Damos a título de exemplo um simples caso que se passou connosco: Numa investigação de processo-crime que poderia ser classificado como crime público, onde o ministério publico, após investigação, entendeu apenas considerar que os crimes em causa eram de natureza menos gravosa e careciam desse enquadramento e ao qual respondeu a defesa com a abertura de instrução por entender que algumas das acusações não tinham fundamento, o tribunal de instrução resolveu diligenciar em tempo de férias judiciais, porque a solicitação da queixosa entendia poder haver outra classificação para a acusação, atuando no caso a juíza de forma discricionária e lesiva dos direitos do acusado. Ora para cúmulo do disparate, nestes casos chama-se um procurador do ministério público, de turno neste e noutro tribunal no mesmo dia, que não tinha nunca antes visto o processo e dele não tinha assim conhecimento algum, e que findos, cerca de quarenta minutos de leitura e justificações por parte da juíza a única coisa que diz é “ faça-se justiça”. Este ridículo procedimento protocolar para conferir legalidade ao ato, mais não é que banalizar a justiça e descredibilizá-la por completo. Que defesa do interesse público pode fazer um magistrado que nunca viu ou leu uma linha que seja de um processo? Podíamos dar mais uns quantos exemplos de tolices desta natureza no sistema judicial, mas não o faremos porque apenas confundiria a leitura de quem se der ao trabalho de nos ler.

Salvo o caso dos processos muito mediáticos e com defesas que custam milhões, a generalidade dos casos em tribunal são tratados com a mesma atenção e rigor com que num armazém se tratam as mercadorias ou numa estação de correios a correspondência, de forma quase mecânica e sem que se aprofundem muito os procedimentos no superior interesse que a sentença seja o mais justa possível. Por vezes até achamos, se calhar erradamente, que muitos julgamentos e decisões ficam decididos logo após a primeira leitura da acusação pelo juiz e tudo o que se passe daí para diante é só mera formalidade. Devemos a bem da verdade também dizer que nessas passagens efetuadas pelos tribunais já verificámos que há juízes que tratam as situações com atenção e muito bom senso, independentemente de nos terem sido favoráveis ou não.

Posto tudo o que atrás dissemos, esperemos que um dos pilares mais básicos do nosso tipo de sociedade, a justiça, se vá encaminhando no sentido de dar atenção ao que deve, não se deixar invadir e gastar os poucos recursos que hoje o depauperado estado coloca à sua disposição, a investigar, acusar e julgar lixo processual, mas não deixando de dar hipóteses a quem sente razão de queixa de a poder apresentar. Já no caso cível a questão tem de ser tratada a montante dos tribunais e isso é politicamente, no sentido de impedir que determinados interesses empresariais entupam completamente determinados tribunais.
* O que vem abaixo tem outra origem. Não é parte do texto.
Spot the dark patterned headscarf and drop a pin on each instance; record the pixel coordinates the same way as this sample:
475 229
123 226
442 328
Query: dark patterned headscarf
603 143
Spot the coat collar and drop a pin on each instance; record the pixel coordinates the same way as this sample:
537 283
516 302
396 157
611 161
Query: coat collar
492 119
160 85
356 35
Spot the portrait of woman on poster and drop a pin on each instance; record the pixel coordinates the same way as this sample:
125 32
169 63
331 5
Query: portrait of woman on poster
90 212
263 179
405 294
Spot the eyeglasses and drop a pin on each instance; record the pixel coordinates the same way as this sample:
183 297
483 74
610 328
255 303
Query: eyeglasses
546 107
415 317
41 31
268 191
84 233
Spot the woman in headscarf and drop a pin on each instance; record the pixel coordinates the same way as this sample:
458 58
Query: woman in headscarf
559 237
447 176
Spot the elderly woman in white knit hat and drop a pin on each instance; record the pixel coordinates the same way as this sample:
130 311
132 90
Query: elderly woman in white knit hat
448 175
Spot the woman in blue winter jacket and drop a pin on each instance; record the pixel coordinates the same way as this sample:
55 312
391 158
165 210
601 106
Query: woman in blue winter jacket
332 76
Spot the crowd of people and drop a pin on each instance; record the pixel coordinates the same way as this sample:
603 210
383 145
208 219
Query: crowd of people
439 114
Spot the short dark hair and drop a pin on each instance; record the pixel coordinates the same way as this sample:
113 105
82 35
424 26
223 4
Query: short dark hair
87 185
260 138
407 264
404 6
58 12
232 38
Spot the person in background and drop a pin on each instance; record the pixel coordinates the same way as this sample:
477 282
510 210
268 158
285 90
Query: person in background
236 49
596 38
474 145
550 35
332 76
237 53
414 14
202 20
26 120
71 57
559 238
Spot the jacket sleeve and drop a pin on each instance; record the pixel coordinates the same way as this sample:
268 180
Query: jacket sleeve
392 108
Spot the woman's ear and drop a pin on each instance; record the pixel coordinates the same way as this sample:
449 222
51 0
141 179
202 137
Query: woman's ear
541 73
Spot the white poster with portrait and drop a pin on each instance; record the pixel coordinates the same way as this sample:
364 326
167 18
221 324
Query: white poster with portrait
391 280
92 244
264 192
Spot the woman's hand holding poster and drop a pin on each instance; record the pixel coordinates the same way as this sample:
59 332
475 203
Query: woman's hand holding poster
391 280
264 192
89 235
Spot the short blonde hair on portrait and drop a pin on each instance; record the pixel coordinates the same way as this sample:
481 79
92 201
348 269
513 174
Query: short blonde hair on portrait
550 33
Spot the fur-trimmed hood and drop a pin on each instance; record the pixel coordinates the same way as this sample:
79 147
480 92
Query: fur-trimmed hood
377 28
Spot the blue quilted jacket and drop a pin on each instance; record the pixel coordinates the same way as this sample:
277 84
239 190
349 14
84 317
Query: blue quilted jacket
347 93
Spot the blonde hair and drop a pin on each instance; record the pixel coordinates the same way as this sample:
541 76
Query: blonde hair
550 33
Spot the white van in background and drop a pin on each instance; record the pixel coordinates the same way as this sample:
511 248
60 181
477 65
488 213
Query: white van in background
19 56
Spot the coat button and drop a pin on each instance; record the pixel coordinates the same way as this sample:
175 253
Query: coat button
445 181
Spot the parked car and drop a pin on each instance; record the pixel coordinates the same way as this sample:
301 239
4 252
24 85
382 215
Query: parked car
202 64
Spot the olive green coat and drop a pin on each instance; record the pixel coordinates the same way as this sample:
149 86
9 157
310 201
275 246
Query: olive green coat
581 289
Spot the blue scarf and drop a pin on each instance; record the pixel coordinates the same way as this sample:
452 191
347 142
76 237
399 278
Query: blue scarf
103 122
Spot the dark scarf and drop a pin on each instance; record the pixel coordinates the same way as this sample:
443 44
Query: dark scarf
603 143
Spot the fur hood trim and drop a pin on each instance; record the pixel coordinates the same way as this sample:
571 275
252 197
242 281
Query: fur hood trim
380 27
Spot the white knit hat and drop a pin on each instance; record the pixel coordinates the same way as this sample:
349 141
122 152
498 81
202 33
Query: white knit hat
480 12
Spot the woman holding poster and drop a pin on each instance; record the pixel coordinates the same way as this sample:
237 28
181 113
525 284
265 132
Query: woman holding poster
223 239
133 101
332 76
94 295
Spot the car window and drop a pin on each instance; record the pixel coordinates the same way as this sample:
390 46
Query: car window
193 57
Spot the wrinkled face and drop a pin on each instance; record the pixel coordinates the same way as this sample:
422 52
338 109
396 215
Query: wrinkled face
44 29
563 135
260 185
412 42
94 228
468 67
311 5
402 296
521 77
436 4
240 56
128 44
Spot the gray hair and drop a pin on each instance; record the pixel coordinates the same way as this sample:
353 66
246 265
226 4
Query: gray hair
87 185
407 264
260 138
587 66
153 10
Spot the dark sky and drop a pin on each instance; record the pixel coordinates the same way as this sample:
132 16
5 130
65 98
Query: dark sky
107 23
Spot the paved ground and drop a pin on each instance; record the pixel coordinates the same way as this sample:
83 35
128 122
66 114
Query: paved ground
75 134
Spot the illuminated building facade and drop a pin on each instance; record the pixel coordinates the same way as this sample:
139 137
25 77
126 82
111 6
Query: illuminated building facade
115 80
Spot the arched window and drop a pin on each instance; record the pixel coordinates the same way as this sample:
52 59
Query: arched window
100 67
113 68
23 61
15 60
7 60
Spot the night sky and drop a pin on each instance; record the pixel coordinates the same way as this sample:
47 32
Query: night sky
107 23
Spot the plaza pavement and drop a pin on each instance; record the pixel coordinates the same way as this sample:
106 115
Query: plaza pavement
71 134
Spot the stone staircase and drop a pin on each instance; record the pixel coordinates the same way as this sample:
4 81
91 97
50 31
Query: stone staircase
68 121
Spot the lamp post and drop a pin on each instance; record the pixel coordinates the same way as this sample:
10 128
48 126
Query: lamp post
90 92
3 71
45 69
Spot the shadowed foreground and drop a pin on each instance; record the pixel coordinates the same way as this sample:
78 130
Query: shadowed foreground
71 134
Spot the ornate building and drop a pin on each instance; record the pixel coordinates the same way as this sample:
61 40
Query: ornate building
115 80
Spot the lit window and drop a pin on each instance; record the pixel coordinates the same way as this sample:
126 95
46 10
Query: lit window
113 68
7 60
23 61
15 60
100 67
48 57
Tais situações levam a que o estado gaste milhares de euros por processo para que um particular receba dezenas de euros por ele.

Concluindo diremos que gente com o grau de formação que os magistrados adquirem, com o grau de especificidade que lhes é fornecido na especialização e com o que custam ao erário público tanto na formação como depois no desempenho das suas funções, tem a obrigação de ajuizar o que deve ser ou não investigado e acusado e depois em sede de julgamento fazê-lo com o superior interesse de que se faça justiça. Esta vontade de fazer justiça é muitas vezes ultrapassada pela vontade de ganhar as causas por parte do ministério público que é uma coisa que de todo não entendemos e que traz parcialidade para uma instituição que representa o estado, o que a nós nos parece de todo uma iniquidade.

Sem melhorias importantes em termos de regras que só se alcançam politicamente e sem que as pessoas que vão para magistrados sejam avaliados mais que por testes escritos, e ainda assim de realização duvidosa como já foi sobejamente comentado no célebre caso de nota igual para todos, o sejam por competências e atitudes de humanidade e bom senso, sobretudo dotados de uma dose de humildade que é raro encontrar, hoje em dia, nos senhores magistrados.

Até lá continuaremos a ter o completo descredito na tal justiça da treta.